Вечером, когда она пришла домой, Кирюша выбежал в прихожую и вцепился в её юбку:

— Мам! Мам, папа проснулся?

Оля присела, заглянула ему в глаза и впервые за много дней улыбнулась — настоящей улыбкой, сквозь слёзы, сквозь усталость:

— Да, малыш. Он открыл глаза.

Кирюша закричал от радости и побежал в комнату рисовать «самую красивую картину для папы».

А Оля стояла у окна, глядя на огни вечернего города. И в её сердце, где так долго было только холодно и пусто, впервые за долгое время зажёгся маленький тёплый огонёк.

Руслан вернулся. И теперь у неё появился новый страх — не потерять его снова.

Глава 38

Больничная палата напоминала остров тишины среди бурлящего города. За окном шумели машины, слышались голоса, но здесь царила почти сакральная тишина. Только редкие шаги медсестёр в коридоре и ритмичный писк аппарата рядом с кроватью нарушали её. Руслан лежал, бледный, словно из воска, с забинтованной рукой, подключённый к капельнице. Веки его были тяжёлые, но глаза — живые, цепляющиеся за мир.

Оля вошла тихо, как всегда, с небольшим свёртком — рисунком Кирюши и домашними булочками. Она не знала, зачем приносит еду: Руслан всё равно не мог её есть. Просто… ей хотелось, чтобы в его палате был запах дома, запах жизни.

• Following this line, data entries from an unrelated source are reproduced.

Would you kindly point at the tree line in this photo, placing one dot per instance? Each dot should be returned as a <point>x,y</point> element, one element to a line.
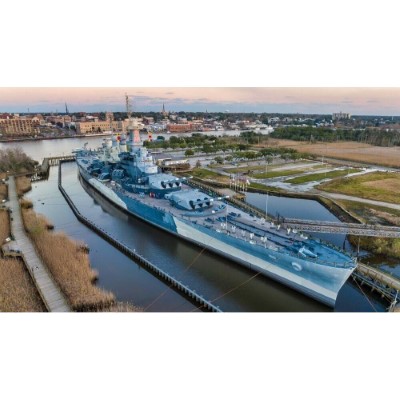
<point>322,134</point>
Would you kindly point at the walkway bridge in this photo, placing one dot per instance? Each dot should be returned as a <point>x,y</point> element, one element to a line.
<point>43,171</point>
<point>341,227</point>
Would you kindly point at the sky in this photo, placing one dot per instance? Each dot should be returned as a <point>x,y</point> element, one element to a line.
<point>356,101</point>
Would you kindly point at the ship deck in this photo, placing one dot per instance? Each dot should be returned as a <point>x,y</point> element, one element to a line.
<point>227,219</point>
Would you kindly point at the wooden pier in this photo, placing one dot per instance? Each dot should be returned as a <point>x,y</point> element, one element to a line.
<point>50,293</point>
<point>174,283</point>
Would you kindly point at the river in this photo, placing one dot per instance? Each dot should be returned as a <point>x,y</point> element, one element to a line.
<point>229,285</point>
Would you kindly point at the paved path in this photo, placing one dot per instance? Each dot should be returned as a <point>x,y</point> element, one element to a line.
<point>49,291</point>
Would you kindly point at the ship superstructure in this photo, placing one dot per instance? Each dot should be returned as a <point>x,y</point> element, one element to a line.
<point>125,173</point>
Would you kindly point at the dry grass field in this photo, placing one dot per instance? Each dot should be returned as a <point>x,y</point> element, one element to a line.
<point>17,291</point>
<point>352,151</point>
<point>380,186</point>
<point>69,264</point>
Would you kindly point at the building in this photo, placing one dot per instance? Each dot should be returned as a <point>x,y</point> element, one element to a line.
<point>340,116</point>
<point>109,116</point>
<point>179,128</point>
<point>99,126</point>
<point>19,127</point>
<point>148,120</point>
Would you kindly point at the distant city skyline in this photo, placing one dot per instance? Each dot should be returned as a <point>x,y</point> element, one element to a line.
<point>356,101</point>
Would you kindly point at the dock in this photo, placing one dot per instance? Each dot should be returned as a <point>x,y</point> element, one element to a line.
<point>50,293</point>
<point>173,282</point>
<point>386,285</point>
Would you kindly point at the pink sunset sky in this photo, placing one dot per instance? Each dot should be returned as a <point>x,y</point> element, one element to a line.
<point>361,101</point>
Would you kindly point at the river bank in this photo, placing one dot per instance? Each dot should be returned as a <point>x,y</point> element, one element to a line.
<point>67,261</point>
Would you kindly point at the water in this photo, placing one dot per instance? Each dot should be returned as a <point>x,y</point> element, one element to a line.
<point>229,285</point>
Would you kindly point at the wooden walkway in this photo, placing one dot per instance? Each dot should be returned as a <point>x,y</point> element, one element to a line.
<point>48,290</point>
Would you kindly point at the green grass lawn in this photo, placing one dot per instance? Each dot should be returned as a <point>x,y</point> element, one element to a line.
<point>320,176</point>
<point>204,174</point>
<point>380,186</point>
<point>275,174</point>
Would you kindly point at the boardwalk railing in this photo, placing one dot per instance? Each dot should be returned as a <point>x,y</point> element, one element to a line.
<point>173,282</point>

Она поставила пакет на столик и села рядом. Уже хотела сказать привычное «привет», но он вдруг заговорил первым, еле слышно:

— Ты… опять плакала?

Оля вздрогнула. Не ожидала, что он заметит. Быстро провела ладонью по щеке, будто стирая следы усталости.

— Нет… показалось.

Руслан чуть улыбнулся, слабой, но знакомой улыбкой:

— Я тебя слишком хорошо знаю. Даже если глаза сухие… у тебя голос другой.

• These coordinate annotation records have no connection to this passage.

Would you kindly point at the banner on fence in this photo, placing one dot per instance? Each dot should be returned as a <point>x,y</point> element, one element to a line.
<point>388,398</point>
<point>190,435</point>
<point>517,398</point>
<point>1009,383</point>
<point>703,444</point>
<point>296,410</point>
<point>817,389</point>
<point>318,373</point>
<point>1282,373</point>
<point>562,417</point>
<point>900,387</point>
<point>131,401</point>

Его слова обожгли изнутри. Она отвернулась к окну, чтобы скрыть дрожь.

— Руслан, тебе нельзя говорить долго. Тебя предупреждали врачи.

— А я всё равно буду, — упрямо сказал он, облизнув пересохшие губы. — Я думал, что уже не успею ничего сказать тебе. Когда машина летела… я видел только тебя. И понял: если ты выживешь, я могу отдать всё. Жизнь, руки, ноги — что угодно. Лишь бы ты и Кирюша были живы и счастливы.

Он замолчал, переводя дыхание. Оля резко повернулась к нему, в глазах слёзы.

— Замолчи! Не смей так говорить! — почти выкрикнула она, сжав его руку. — Не смей… Ты не понимаешь, что для Кирюши ты — целый мир! Ты не имеешь права уходить!

Руслан закрыл глаза, но его пальцы едва заметно сжали её ладонь.

— Я безумно люблю тебя, Оля, — тихо произнёс он. — Я думал, что потерял навсегда шанс сказать это. Я люблю тебя так, что сам себе противен за то, как всё разрушил. Ты можешь ненавидеть меня, кричать, выгнать, но знай: ради тебя и нашего сына я готов на всё. Даже если мы никогда не будем вместе.

Его голос дрогнул, и в палате повисла тишина. Оля сидела неподвижно, только слёзы текли по щекам. Она смотрела на его исхудавшее лицо, на синие круги под глазами, на эти губы, едва державшиеся за слова — и в груди что-то ломалось.

— Зачем ты это делаешь со мной… — прошептала она, не выдержав. — Зачем снова заставляешь верить?

Руслан с трудом открыл глаза, посмотрел прямо в неё.

— Потому что это правда. Больше никаких игр, никаких обид, никакой гордости. Только правда: я люблю тебя и буду любить, пока дышу.

Оля закрыла лицо ладонями, не в силах справиться с нахлынувшими эмоциями. Она не могла простить его — ещё нет. Но и отрицать, что эти слова проникли в самую глубину души, тоже не могла.

Она убрала руки с лица, наклонилась ближе, её голос дрожал:

— Тогда живи. Если ты правда так любишь — живи ради меня и ради Кирюши. Это единственное, чего я хочу.